In support of Content

Normally I don’t insert my body into the ranks of the weblogging intelligentsia when AKMA, Searls, Weinberger, Himmer, and so on become deeply engaged in cross-blogging about particularly heavy and philosophical topics. I’m usually happy to just sit back and watch the flow — brain pushups.

However, when the topic is “content” and the by-play between participants is so interesting, why I just have to jump in. My only worry is that the gang will take one look at my efforts and throw me back.
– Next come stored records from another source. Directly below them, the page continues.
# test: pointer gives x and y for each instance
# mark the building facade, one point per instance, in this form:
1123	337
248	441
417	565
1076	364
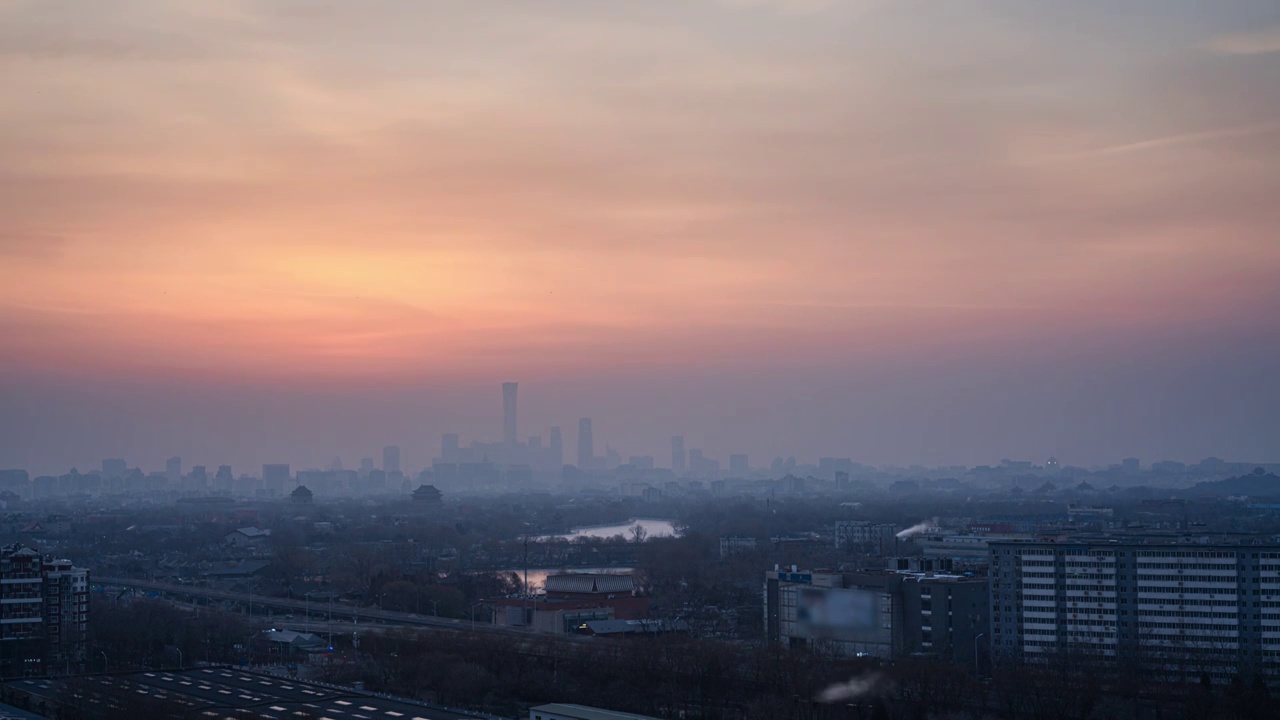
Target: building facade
878	613
1187	606
44	614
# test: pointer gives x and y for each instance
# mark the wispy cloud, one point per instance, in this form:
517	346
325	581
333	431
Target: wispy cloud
1251	42
1162	142
31	245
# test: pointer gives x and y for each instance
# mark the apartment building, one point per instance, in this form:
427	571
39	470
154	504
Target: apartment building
1192	605
878	613
44	614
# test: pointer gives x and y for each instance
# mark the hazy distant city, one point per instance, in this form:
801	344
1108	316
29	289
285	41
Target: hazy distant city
639	360
529	463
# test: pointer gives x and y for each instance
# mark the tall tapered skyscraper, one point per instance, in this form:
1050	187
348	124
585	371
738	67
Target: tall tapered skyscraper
557	449
585	443
391	459
508	414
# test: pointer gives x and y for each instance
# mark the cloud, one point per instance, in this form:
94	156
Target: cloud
31	245
1251	42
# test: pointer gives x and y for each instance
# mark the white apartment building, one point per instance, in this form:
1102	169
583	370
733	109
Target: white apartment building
1202	606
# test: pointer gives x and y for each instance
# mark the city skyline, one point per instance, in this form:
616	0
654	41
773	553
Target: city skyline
257	231
588	458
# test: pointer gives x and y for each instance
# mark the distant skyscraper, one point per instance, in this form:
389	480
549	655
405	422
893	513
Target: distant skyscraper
585	443
391	459
557	447
173	469
449	445
275	477
114	468
695	461
508	414
200	478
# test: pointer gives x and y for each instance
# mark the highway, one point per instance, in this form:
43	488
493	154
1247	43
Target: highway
312	610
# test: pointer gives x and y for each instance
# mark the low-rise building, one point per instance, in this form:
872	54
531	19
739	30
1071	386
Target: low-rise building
562	711
735	545
247	537
878	613
880	537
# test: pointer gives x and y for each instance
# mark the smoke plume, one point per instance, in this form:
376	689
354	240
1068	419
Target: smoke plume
850	689
926	527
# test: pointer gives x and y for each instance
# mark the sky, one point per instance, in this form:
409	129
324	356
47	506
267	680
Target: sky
903	231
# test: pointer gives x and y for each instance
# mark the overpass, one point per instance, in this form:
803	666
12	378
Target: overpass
311	611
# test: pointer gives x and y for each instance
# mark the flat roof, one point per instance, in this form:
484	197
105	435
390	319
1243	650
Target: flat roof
229	692
584	712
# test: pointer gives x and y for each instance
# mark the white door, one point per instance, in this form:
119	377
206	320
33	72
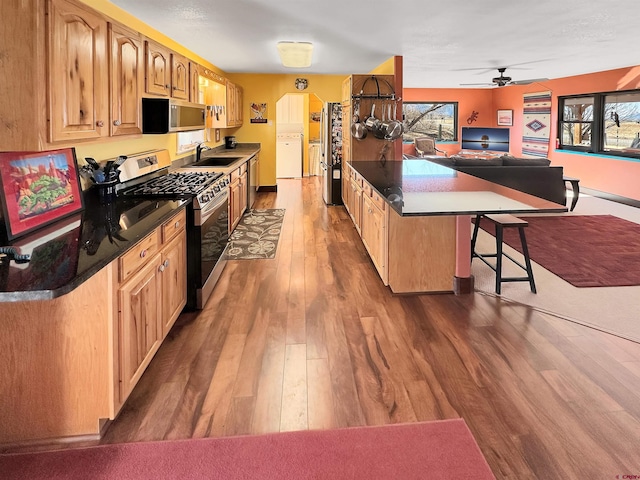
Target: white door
289	155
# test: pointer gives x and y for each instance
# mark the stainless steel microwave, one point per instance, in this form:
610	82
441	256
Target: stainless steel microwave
164	115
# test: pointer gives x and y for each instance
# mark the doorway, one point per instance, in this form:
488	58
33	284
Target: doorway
298	120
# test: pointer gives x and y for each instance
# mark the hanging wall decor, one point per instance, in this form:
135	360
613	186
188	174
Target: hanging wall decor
536	124
258	113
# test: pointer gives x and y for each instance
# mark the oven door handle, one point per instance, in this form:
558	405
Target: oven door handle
202	215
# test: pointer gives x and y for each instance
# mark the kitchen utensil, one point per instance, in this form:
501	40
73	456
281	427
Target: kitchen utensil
386	122
372	123
119	161
358	130
394	128
92	162
377	128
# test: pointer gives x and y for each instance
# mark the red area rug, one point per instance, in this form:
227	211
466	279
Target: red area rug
584	250
443	450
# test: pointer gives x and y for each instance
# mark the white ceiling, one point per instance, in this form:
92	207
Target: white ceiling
443	44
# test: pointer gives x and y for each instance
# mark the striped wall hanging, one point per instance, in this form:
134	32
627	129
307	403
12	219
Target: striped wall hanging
536	124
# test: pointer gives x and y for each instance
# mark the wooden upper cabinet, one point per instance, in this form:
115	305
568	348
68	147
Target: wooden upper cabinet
78	73
127	77
194	83
158	69
179	77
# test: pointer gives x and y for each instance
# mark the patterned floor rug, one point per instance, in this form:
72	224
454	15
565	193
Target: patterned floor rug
257	234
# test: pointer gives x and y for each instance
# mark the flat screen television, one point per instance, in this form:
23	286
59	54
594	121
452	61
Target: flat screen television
481	138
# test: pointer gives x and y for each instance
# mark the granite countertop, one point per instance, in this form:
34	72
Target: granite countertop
420	187
243	150
66	254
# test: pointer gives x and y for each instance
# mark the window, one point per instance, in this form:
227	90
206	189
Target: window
437	120
622	123
601	123
577	122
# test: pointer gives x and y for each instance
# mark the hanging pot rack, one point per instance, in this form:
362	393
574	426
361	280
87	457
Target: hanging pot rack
378	96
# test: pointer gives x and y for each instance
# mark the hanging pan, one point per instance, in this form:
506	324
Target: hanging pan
358	130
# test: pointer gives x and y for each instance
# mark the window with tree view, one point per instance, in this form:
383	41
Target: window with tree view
601	123
430	119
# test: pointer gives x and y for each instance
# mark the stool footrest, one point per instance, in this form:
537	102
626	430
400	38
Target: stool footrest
501	222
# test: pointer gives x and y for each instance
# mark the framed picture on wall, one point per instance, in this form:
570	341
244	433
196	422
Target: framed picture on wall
37	189
505	118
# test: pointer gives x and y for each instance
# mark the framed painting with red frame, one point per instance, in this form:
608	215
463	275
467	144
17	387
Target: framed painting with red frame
38	189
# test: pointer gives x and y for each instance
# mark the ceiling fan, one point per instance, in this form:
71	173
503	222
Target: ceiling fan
504	80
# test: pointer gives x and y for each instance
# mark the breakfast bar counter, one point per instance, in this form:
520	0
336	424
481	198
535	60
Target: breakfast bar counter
420	187
414	218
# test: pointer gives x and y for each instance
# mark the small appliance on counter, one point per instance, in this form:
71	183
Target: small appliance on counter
230	142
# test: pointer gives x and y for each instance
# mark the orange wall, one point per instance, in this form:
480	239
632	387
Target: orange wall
607	174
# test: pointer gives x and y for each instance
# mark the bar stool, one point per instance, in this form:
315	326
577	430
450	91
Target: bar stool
502	221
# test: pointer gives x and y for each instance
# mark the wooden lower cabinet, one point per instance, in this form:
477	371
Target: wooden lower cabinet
140	324
413	254
151	300
356	204
69	363
174	280
374	234
237	196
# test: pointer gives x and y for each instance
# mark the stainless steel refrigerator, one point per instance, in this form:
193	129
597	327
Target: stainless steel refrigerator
331	153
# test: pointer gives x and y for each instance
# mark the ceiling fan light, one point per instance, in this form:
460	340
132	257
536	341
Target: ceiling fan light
295	54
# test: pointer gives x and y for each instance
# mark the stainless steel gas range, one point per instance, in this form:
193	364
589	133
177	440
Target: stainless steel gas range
147	175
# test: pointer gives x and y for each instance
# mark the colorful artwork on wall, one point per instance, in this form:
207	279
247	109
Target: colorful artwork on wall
38	188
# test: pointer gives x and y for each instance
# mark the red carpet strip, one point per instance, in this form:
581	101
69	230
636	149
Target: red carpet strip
439	450
584	250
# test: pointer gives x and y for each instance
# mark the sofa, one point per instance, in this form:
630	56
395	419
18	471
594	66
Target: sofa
534	176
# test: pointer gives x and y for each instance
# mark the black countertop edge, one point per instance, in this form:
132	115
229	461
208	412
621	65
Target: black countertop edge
388	176
244	150
474	212
95	264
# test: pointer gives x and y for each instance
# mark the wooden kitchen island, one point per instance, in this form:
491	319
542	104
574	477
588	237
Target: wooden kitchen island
414	218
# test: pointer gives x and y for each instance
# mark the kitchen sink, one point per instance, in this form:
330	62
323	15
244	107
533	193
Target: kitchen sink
215	162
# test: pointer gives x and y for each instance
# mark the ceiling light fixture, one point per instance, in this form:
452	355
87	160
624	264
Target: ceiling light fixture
295	54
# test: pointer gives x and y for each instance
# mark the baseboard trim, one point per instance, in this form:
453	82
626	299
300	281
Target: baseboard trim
611	197
463	285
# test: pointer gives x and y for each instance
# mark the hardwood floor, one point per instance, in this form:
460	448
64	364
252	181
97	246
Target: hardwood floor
313	340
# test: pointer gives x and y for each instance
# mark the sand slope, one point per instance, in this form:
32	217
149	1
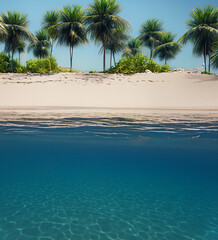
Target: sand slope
146	90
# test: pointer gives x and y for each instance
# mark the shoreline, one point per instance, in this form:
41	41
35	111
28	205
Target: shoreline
174	91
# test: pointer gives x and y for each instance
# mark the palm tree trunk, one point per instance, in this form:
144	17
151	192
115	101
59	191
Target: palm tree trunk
52	42
104	55
12	61
111	59
71	58
151	54
205	57
114	59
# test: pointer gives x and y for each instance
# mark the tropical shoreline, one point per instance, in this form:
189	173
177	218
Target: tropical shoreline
175	90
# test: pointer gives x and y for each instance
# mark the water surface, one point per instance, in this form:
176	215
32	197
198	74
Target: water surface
100	174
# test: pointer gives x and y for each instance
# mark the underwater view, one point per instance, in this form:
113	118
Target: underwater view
79	174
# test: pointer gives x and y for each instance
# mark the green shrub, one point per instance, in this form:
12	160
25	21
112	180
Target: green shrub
153	66
17	67
165	68
44	65
4	63
137	64
66	70
92	71
130	65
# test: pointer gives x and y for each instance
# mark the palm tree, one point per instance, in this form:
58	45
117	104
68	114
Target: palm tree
167	48
15	25
150	33
21	48
102	18
214	59
117	42
2	32
71	29
41	45
202	31
49	22
132	48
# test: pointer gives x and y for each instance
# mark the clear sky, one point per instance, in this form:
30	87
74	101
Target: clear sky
173	13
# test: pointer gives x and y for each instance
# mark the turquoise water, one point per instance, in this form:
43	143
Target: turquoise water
80	175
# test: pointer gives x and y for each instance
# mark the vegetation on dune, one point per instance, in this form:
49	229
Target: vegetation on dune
214	59
45	65
117	42
167	48
41	45
50	22
101	21
203	31
71	29
137	64
150	34
15	31
132	48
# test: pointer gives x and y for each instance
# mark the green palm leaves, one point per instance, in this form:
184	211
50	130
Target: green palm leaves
41	45
71	29
167	48
203	31
14	27
150	33
102	19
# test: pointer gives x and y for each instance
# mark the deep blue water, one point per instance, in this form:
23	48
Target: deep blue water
108	176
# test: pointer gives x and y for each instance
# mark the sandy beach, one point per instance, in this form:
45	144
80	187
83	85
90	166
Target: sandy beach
146	90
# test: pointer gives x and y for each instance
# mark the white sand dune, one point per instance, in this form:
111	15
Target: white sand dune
146	90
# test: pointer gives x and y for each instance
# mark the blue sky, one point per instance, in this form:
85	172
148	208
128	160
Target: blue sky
173	14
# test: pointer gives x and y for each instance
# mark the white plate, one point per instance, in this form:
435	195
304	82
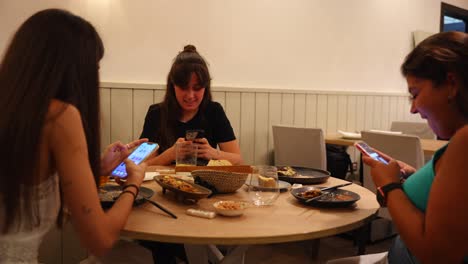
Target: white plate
150	175
349	135
230	212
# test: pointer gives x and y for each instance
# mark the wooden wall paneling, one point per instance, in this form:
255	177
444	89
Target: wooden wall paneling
121	115
274	118
219	97
385	114
360	112
322	112
342	112
299	109
247	127
158	96
369	113
142	99
233	112
401	108
377	113
311	111
287	106
261	129
105	117
332	114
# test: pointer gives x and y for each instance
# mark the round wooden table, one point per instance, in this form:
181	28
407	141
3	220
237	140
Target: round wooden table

My eyes are clear, and my scales are firm, so we can hope.

The thread root seems to be a posting that Doc made, in which he says:

That’s why it’s no coincidence that when Big Media (and .com wannabe Big Media) saw the Web, they took everything we used to call “art,” “editorial,” “music,” and “news” — and recharacterized it all as “content.” Because “content” is something you ship, something you distribute. It’s not necessarily something you share.

Doc has a very good point — is the use of the word “content” a way of demeaning what we write? Instead of literature, we create content. Instead of art, we create content?

Weinberger continues on this theme when he states:

Links not only literally make the Web a web, but the nature of those links determines almost everything that is interesting and important about it. Content is to the Web as zombies are to human culture.

Beautifully said. Powerful. And Halley responds in agreement, stating “People who use the word ‘content’ make my words into whores.”

Chris fearlessly drenches his feathers by jumping in, cannon ball style with:

Shuffling, whether off the mortal coil, or into the spotlight, it’s the motion, not the meat, mama. The medium ain’t worth a rat’s posterior. The eye is drawn to motion – ‘don’t move or he’ll see us’ is whispered child’s-voice breathlessly in a technicolour dream of Monsters Under The Bed.

When Wonder Chicken turns demented owl, there is no better read on the web.

AKMA, my favorite man of the cloth used the dastardly word and paid the ultimate price. However, he saves the theological bacon with a lovely posting, containing among other things:

If we distinguish web “content” from any other aspect of online textuality–MIDI background music (argh), Flash animations, “blink” tags, Java-scripted moving buttons, whatever–we deny the meaningfulness of auditory, graphical, kinetic stiumuli, a pretty mess into which I wish I hadn’t stepped.

By the way, AKMA, how’s the term DylanBoy for Mike Golby, who also added his thoughts to the fray with “stuff happens”.

If each of these postings was a unique note, this symphony would be a keeper.

Being the curious sort, I did a Thesaurus search on content. Following is a summarized view of the results:

Of well-being and affections
Existence in space, being both the dissenter and the noncomformist
Averse acquiescence, uncontradicted
Cordial and cheery to the marrow, from the bone
These dainty comforts, scraps from the album

Odd, but when you look at “content” this way, I don’t mind being a content creator.